The joystick must be connected to one of the four available USB ports on the driver station. The startup routine will read whatever position the joysticks are in as the center position, therefore, when the station is turned on the joysticks must be at their center position. In general the Driver Station software will try to preserve the ordering of devices between runs but it is a good idea to note what order your devices should be in and check each time you start the Driver Station software that they are correct. This can be done by selecting the Setup tab and viewing the order in the Joystick Setup box on the right hand side. Pressing a button on a joystick will cause its entry in the table to light up blue and have asterisks appear after the name. To reorder the joysticks simply click and drag.
New for 2014: The Driver Station will now show up to 6 devices in the Setup window. The first 4 devices will be transmitted to the robot. The additional devices are shown to allow teams to use one component of a composite device such as the TI Launchpad with FRC software without having to sacrifice one of the 4 transmitted devices.
When the Driver Station is in disabled mode it is routinely looking for status changes on the joystick devices, unplugged devices are removed from the list and new devices are opened and added. When not connected to the FMS, unplugging a joystick will force the Driver Station into disabled mode. To start using the joystick again plug the joystick back in, check that it shows up in the right spot, then re-enable the robot. While the Driver Station is in enabled mode it will not scan for new devices as this is a time consuming operation and timely update of signals from attached devices takes priority.
When the robot is connected to the Field Management System at competition the Driver Station mode is dictated by the FMS. This means that you cannot disable your robot and the DS cannot disable itself in order to detect joystick changes. A manual complete refresh of the joysticks can be initiated by pressing the F1 key on the keyboard. Note that this will close and re-open all devices so all devices should be in their center position as noted above.
Constructing a Joystick Object
The primary constructor for the Joystick class takes a single parameter representing the port number of the Joystick, this is the number (1-4) next to the joystick in the Driver Station software's Joystick Setup box (shown in the first image).
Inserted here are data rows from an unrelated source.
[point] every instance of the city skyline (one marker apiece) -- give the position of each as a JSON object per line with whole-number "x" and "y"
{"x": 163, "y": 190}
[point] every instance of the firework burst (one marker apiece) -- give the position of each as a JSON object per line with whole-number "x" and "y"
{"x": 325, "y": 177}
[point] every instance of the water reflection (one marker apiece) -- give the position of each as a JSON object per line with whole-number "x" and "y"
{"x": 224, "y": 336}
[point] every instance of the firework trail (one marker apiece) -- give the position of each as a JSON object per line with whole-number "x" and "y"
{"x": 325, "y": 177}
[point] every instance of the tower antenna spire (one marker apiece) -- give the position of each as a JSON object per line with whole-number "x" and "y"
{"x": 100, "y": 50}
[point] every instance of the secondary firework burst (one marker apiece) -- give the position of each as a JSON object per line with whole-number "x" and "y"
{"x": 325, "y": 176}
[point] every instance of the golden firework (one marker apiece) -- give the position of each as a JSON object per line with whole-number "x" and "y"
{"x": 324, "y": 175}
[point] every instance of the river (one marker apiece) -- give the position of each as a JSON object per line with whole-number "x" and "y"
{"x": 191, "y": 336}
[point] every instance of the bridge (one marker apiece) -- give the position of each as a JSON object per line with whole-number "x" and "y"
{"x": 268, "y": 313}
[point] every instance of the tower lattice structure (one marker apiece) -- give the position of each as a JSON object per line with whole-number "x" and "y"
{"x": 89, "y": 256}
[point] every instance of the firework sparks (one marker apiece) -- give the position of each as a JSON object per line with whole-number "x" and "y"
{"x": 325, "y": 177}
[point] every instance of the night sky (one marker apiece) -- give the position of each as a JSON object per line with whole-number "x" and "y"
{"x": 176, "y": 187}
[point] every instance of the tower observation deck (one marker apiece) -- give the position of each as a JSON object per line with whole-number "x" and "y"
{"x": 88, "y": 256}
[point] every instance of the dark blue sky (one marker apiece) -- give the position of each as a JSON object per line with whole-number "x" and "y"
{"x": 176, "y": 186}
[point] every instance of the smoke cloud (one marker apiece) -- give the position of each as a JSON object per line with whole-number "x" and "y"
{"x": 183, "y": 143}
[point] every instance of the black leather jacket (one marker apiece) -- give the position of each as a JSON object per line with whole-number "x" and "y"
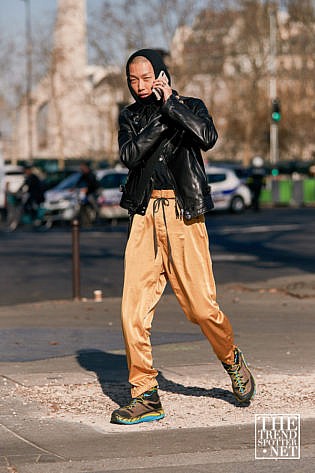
{"x": 175, "y": 132}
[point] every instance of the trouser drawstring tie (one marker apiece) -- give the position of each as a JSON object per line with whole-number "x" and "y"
{"x": 164, "y": 202}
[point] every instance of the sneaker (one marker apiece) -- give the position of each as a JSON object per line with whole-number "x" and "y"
{"x": 144, "y": 408}
{"x": 243, "y": 382}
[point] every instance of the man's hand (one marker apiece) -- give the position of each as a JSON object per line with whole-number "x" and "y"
{"x": 164, "y": 87}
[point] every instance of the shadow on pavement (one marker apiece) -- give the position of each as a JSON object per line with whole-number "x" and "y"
{"x": 112, "y": 374}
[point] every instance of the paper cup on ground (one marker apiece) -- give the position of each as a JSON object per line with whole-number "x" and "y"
{"x": 98, "y": 295}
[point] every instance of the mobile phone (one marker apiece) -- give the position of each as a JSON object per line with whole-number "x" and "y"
{"x": 157, "y": 92}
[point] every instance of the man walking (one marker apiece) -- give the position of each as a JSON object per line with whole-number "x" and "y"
{"x": 167, "y": 194}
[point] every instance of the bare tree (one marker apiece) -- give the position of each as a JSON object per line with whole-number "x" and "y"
{"x": 119, "y": 28}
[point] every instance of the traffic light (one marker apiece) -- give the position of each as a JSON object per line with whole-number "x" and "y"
{"x": 275, "y": 111}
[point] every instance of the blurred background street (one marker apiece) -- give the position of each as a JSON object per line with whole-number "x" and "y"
{"x": 37, "y": 265}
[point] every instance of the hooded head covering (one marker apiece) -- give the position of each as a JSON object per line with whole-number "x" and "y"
{"x": 158, "y": 65}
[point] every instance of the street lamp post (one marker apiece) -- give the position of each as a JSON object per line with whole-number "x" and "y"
{"x": 274, "y": 141}
{"x": 29, "y": 73}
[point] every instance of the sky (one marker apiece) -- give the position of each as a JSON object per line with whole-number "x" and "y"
{"x": 12, "y": 13}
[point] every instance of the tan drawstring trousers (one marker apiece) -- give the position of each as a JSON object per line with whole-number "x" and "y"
{"x": 164, "y": 248}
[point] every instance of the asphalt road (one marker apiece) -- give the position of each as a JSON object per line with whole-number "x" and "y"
{"x": 250, "y": 247}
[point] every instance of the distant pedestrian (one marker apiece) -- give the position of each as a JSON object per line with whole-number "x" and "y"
{"x": 167, "y": 194}
{"x": 256, "y": 181}
{"x": 32, "y": 189}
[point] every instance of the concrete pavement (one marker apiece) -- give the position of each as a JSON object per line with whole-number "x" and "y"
{"x": 63, "y": 370}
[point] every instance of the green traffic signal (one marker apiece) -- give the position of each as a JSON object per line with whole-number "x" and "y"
{"x": 276, "y": 116}
{"x": 275, "y": 110}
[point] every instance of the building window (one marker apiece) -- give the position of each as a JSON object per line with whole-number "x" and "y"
{"x": 42, "y": 126}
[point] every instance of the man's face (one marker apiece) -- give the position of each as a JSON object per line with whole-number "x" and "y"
{"x": 141, "y": 76}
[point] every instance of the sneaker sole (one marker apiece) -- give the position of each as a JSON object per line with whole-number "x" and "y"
{"x": 252, "y": 380}
{"x": 150, "y": 417}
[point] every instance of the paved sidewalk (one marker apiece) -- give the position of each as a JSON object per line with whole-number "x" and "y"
{"x": 63, "y": 370}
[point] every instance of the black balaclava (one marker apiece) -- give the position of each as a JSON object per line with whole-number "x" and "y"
{"x": 158, "y": 65}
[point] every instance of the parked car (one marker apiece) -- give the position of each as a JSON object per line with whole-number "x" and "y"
{"x": 228, "y": 190}
{"x": 63, "y": 201}
{"x": 110, "y": 193}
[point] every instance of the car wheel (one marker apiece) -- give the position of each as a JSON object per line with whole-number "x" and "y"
{"x": 237, "y": 205}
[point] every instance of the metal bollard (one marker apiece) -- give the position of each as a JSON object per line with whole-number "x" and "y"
{"x": 76, "y": 286}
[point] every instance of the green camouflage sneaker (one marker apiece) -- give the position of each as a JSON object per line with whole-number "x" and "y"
{"x": 243, "y": 382}
{"x": 144, "y": 408}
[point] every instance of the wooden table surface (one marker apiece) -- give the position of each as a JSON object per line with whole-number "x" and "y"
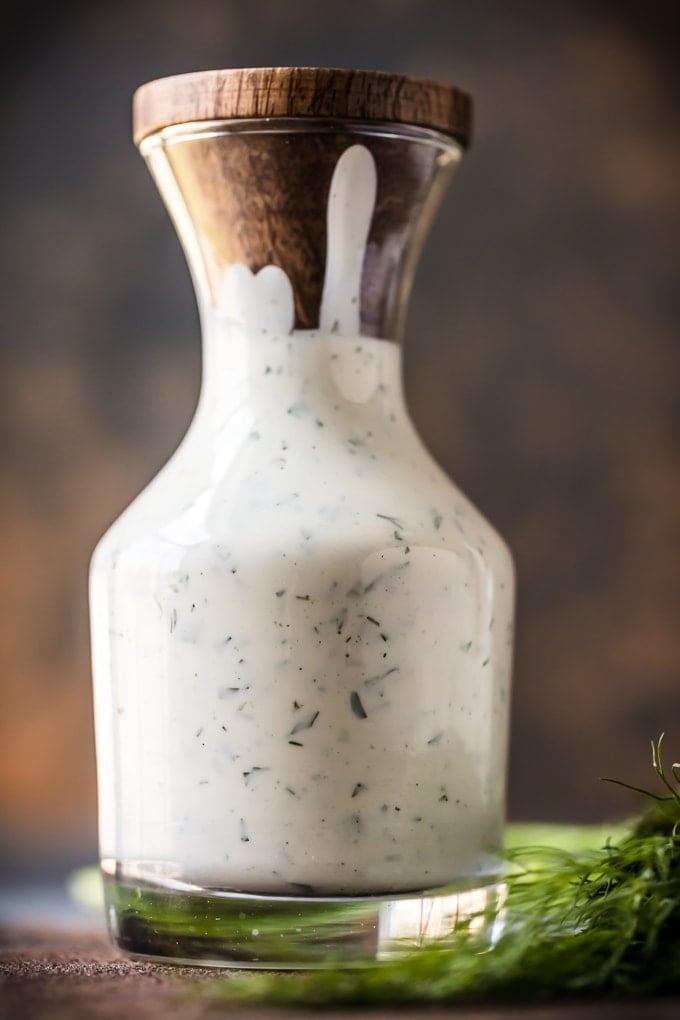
{"x": 67, "y": 974}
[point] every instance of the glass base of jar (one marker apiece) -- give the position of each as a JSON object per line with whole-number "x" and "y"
{"x": 186, "y": 924}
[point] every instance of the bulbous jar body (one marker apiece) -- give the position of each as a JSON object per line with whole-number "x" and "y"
{"x": 301, "y": 629}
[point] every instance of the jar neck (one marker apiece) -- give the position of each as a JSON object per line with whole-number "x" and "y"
{"x": 307, "y": 377}
{"x": 328, "y": 217}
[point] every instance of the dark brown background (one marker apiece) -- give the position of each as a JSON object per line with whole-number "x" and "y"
{"x": 542, "y": 355}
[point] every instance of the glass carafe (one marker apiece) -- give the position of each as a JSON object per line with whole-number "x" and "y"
{"x": 301, "y": 628}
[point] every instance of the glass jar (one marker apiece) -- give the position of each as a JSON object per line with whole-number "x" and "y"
{"x": 301, "y": 628}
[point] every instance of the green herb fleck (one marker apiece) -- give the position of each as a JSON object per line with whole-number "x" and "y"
{"x": 357, "y": 707}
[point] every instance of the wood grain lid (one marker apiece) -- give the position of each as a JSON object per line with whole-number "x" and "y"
{"x": 302, "y": 92}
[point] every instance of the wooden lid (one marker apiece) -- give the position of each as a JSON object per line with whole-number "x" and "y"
{"x": 302, "y": 92}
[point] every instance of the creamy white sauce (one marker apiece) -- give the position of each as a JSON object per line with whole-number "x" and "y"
{"x": 302, "y": 629}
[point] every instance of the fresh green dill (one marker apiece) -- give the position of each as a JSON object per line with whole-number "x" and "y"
{"x": 599, "y": 921}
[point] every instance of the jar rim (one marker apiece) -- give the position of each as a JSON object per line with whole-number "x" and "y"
{"x": 315, "y": 93}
There is also a constructor which takes additional parameters of the number of axes and buttons and can be used with the get and set axis channel methods to create subclasses of Joystick to use with specific devices.
Accessing Joystick Values - Option 1
There are two ways to access the current values of a joystick object. The first way is by using the set of named accessor methods or the getAxis method. The Joystick class contains the default mapping of these methods to the proper axes of the joystick for the KOP joystick. If you are using a another device you can subclass Joystick and use the setAxisChannel method to set the proper mappings if you wish to use these methods. Note that there are only named accessor methods for 5 of the 6 possible axes and 2 of the possible twelve buttons, if you need access to other axes or buttons, see Option 2 below.
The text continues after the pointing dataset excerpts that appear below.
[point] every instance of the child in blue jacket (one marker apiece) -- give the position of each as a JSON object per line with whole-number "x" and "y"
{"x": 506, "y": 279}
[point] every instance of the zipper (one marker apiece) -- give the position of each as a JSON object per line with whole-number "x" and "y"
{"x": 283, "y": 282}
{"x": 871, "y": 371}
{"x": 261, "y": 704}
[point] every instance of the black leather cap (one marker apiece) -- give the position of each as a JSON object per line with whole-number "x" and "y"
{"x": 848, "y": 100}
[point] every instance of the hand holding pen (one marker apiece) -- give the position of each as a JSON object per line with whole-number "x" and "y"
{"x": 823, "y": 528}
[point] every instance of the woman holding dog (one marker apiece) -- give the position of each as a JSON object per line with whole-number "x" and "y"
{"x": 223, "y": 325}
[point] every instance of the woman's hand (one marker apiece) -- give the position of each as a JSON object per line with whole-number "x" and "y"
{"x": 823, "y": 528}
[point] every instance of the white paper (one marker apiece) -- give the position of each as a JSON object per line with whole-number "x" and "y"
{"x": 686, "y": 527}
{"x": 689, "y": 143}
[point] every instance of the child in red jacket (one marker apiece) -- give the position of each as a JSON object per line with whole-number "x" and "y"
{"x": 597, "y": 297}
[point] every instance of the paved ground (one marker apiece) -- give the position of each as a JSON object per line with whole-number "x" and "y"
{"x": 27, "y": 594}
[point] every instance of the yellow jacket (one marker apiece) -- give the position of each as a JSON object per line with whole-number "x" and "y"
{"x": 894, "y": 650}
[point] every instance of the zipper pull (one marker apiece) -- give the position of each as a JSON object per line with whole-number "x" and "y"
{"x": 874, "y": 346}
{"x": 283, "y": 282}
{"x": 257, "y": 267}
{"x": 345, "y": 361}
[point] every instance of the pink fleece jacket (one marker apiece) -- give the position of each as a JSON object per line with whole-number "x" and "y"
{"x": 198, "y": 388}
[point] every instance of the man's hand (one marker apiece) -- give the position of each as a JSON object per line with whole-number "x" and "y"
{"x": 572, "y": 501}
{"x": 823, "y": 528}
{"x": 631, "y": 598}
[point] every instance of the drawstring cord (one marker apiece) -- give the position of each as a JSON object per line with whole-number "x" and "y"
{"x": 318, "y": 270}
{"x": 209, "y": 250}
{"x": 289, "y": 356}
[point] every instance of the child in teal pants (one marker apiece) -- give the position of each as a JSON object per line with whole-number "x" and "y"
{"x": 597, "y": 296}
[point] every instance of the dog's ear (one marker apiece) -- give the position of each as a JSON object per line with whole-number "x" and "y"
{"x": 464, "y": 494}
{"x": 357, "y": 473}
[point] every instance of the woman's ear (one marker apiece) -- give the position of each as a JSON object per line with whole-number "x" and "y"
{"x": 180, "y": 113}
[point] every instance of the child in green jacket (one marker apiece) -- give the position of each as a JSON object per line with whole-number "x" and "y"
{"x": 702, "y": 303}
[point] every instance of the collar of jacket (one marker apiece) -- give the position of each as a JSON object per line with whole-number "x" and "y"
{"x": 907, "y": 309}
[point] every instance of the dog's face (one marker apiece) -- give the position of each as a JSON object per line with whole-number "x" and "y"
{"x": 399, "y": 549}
Joystick axes return a scaled value in the range 1,-1 and buttons return a boolean value indicating their triggered state. Note that the typical convention for joysticks and gamepads is for Y to be negative as they joystick is pushed away from the user, "forward", and for X to be positive as the joystick is pushed to the right. To check this for a given device, see the section below on "Determining Joystick Mapping".
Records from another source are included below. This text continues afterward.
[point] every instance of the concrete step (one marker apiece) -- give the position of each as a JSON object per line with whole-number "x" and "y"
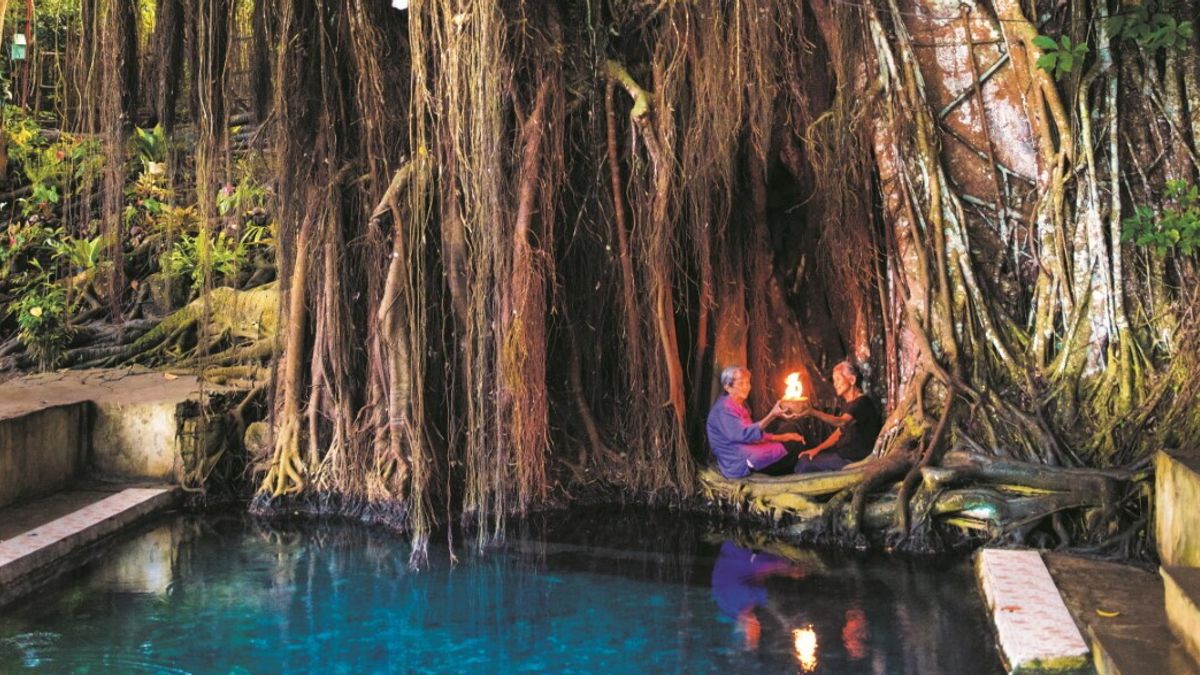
{"x": 1120, "y": 608}
{"x": 126, "y": 424}
{"x": 1176, "y": 517}
{"x": 34, "y": 557}
{"x": 1181, "y": 587}
{"x": 1035, "y": 631}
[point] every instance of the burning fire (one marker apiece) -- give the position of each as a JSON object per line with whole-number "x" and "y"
{"x": 795, "y": 388}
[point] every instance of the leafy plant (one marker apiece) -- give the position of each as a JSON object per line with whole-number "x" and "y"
{"x": 23, "y": 244}
{"x": 1060, "y": 58}
{"x": 1150, "y": 28}
{"x": 81, "y": 254}
{"x": 41, "y": 310}
{"x": 195, "y": 256}
{"x": 1177, "y": 227}
{"x": 241, "y": 197}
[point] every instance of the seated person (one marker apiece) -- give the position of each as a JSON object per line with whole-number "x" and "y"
{"x": 738, "y": 442}
{"x": 857, "y": 425}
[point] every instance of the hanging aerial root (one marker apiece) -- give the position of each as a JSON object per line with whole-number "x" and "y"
{"x": 969, "y": 493}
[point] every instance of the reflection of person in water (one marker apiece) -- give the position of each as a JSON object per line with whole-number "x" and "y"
{"x": 831, "y": 615}
{"x": 738, "y": 589}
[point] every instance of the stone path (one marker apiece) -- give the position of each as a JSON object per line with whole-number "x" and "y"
{"x": 37, "y": 555}
{"x": 1033, "y": 629}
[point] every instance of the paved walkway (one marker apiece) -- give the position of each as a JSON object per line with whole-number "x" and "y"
{"x": 46, "y": 537}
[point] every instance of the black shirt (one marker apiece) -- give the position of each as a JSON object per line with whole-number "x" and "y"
{"x": 858, "y": 436}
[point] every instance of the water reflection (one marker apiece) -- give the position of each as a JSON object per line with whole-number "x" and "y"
{"x": 802, "y": 604}
{"x": 595, "y": 595}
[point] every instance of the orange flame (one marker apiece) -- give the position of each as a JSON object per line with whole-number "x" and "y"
{"x": 795, "y": 390}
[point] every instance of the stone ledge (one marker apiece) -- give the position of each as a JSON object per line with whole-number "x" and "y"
{"x": 43, "y": 553}
{"x": 1181, "y": 587}
{"x": 1176, "y": 525}
{"x": 1033, "y": 629}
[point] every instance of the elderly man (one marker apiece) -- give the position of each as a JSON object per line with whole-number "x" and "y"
{"x": 738, "y": 442}
{"x": 857, "y": 425}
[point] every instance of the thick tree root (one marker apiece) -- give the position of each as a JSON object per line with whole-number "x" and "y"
{"x": 970, "y": 496}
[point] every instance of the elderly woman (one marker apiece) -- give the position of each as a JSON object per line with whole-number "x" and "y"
{"x": 738, "y": 442}
{"x": 856, "y": 425}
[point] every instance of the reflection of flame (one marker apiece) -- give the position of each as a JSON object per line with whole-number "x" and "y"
{"x": 795, "y": 388}
{"x": 805, "y": 643}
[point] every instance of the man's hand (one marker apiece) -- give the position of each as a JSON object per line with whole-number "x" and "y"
{"x": 779, "y": 411}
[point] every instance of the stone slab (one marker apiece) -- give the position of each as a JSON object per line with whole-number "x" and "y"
{"x": 135, "y": 422}
{"x": 1181, "y": 586}
{"x": 21, "y": 518}
{"x": 1120, "y": 608}
{"x": 36, "y": 556}
{"x": 1033, "y": 629}
{"x": 1176, "y": 517}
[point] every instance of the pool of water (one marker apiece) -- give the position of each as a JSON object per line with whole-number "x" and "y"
{"x": 594, "y": 591}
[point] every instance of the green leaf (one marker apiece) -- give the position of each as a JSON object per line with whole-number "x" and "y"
{"x": 1044, "y": 42}
{"x": 1048, "y": 61}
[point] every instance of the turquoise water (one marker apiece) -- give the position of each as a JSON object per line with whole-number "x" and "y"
{"x": 583, "y": 593}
Accessing Joystick Values - Option 2
The second way to access joystick values is to use the methods getRawAxis() and getRawButton(). These methods take an integer representing the axis or button number as a parameter and return the corresponding value. For a method to determine the mapping between the physical axes and buttons of your device and the appropriate channel number see the section "Determining Joystick Mapping" below.
The Joystick class also contains helper methods for converting the joystick input to a polar coordinate system. For these methods to work properly, getX and getY have to return the proper axis (remap with setChannel() if necessary).
Determining Joystick Mapping
One way to determine joystick mapping is by writing robot code to display axis and button values via the dashboard or console, loading it on the robot, then testing the joystick. A simpler way is to download the Joystick Explorer utility program from the WPILib project which uses the same joystick code as the Driver's Station and displays the values of all 6 axes and 12 buttons. This program requires the LabVIEW 2012 runtime (any computer with the Driver Station installed will have it). Using this utility select your desired device from the drop-down menu then run through the physical axes and buttons on the joystick and note the corresponding channel number and range. Note that some features which may seem like buttons may actually show up as axes and that in some cases these features share an axis (X-Box controller triggers as an example).